Now, the magic happens in the code that orchestrates this. We’ll generate thoughts, evaluate them, and then perhaps even expand on the best one.

import openai
import json

# A simple mock function to simulate Scrabble scoring
def calculate_scrabble_score(word):
    letter_values = {'a':1, 'c':3, 'i':1, 'n':1, 'p':3, 't':1}
    return sum(letter_values.get(letter, 0) for letter in word.lower())

def tree_of_thought(letters, max_depth=2):
    # Step 1: Generate initial candidate words (Thought Generation)
    response = openai.chat.completions.create(
        model="gpt-4",
        messages=[{"role": "user", "content": thought_generator_prompt.format(letters=letters)}]
    )
    candidates = json.loads(response.choices[0].message.content)
    
    print(f"Generated candidates: {candidates}")
    
    # Step 2: Evaluate each candidate (State Evaluation)
    evaluated_candidates = []
    for candidate in candidates:
        response = openai.chat.completions.create(
            model="gpt-4",
            messages=[{"role": "user", "content": evaluator_prompt.format(word=candidate)}]
        )
        evaluation = json.loads(response.choices[0].message.content)
        # Use our real scoring function for ground truth
        evaluation['true_score'] = calculate_scrabble_score(candidate)
        evaluated_candidates.append(evaluation)
    
    # Step 3: Sort by score and select the best one (Pruning & Selection)
    best_candidate = max(evaluated_candidates, key=lambda x: x['true_score'])
    print(f"Best candidate: {best_candidate}")
    
    # In a more complex ToT, you might now use this best candidate to generate *new* letters/options (e.g., what to do next in a game)
    # This would be the next 'depth' in the tree.
    return best_candidate

# Run it
best_move = tree_of_thought("CAtnip")
print(f"The best word is '{best_move['word']}' with a score of {best_move['true_score']}!")

This is a simple one-depth ToT. A full implementation might take the best candidate and then generate responses to that move, building a true tree of possibilities. The key is the framework: Generate -> Evaluate -> Prune -> Repeat.

Leveling Up to Graph of Thought

If ToT is a tree, Graph of Thought (GoT) is a general graph. This is the bleeding edge.
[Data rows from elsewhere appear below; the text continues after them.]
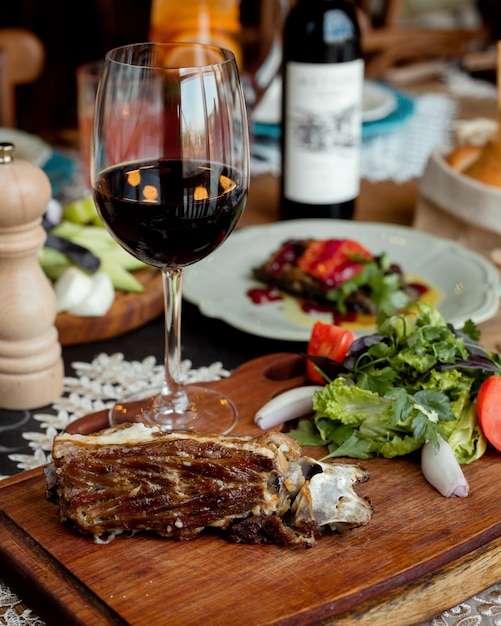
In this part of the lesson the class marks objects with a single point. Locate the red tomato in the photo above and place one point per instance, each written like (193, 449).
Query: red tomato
(332, 260)
(489, 410)
(330, 341)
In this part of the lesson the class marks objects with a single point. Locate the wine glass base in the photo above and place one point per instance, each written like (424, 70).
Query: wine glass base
(208, 411)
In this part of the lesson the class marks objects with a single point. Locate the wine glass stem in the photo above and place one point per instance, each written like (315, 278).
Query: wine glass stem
(173, 397)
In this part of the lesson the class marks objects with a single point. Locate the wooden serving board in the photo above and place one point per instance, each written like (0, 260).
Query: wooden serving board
(420, 554)
(128, 311)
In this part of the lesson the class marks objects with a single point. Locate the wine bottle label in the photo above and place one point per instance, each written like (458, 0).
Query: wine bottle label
(323, 126)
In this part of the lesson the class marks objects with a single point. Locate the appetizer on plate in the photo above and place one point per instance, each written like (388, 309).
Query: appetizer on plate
(338, 274)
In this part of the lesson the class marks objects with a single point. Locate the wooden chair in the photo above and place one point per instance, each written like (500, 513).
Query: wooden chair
(388, 44)
(22, 57)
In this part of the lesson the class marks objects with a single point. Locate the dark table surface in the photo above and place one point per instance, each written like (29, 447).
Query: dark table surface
(204, 341)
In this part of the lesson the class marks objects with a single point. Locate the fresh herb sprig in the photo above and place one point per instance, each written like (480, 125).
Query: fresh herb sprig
(412, 381)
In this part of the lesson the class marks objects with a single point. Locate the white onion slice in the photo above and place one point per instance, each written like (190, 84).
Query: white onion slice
(442, 470)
In ToT, thoughts are independent branches. In GoT, thoughts can interact and be combined during the reasoning process. You can take a promising step from one branch and combine it with a step from another branch to synthesize a new, better solution.

For example, in a coding problem, one branch might have a great function for sorting, and another branch might have a great function for filtering. A GoT framework could be prompted to merge these two solutions into a single, optimal code block. This is incredibly powerful but also significantly more complex to orchestrate, as you now have to manage a graph of dependencies between different LLM-generated states. The implementation looks more like a complex graph traversal algorithm, and honestly, most current applications haven’t fully climbed this mountain yet—it’s more of a research concept showing us the direction we’re headed.

The Inevitable Pitfalls

This power doesn’t come free.

Cost and Latency: You’re making multiple LLM calls (sometimes many). This gets expensive and slow fast. This isn’t for every problem, just the hard ones worth the extra compute.
Orchestration Complexity: You’re no longer just writing a prompt; you’re writing a whole state machine. The code gets messy. Debugging a tree of LLM calls is a special kind of hell.
Evaluation is Everything: Your entire system’s performance hinges on your “evaluator” prompt. If it’s bad at judging the quality of thoughts, you’ll prune the good branches and water the weeds. This is the hardest part to get right.
Overkill: Using ToT to decide what to have for lunch is like using a particle accelerator to crack an egg. For simple facts or straightforward tasks, Zero-Shot or Chain-of-Thought is faster, cheaper, and just as effective.

The takeaway? When you hit a wall with linear reasoning, remember you have this tool. It feels less like chatting with an AI and more like building a reasoning engine. And that, frankly, is where the real magic is.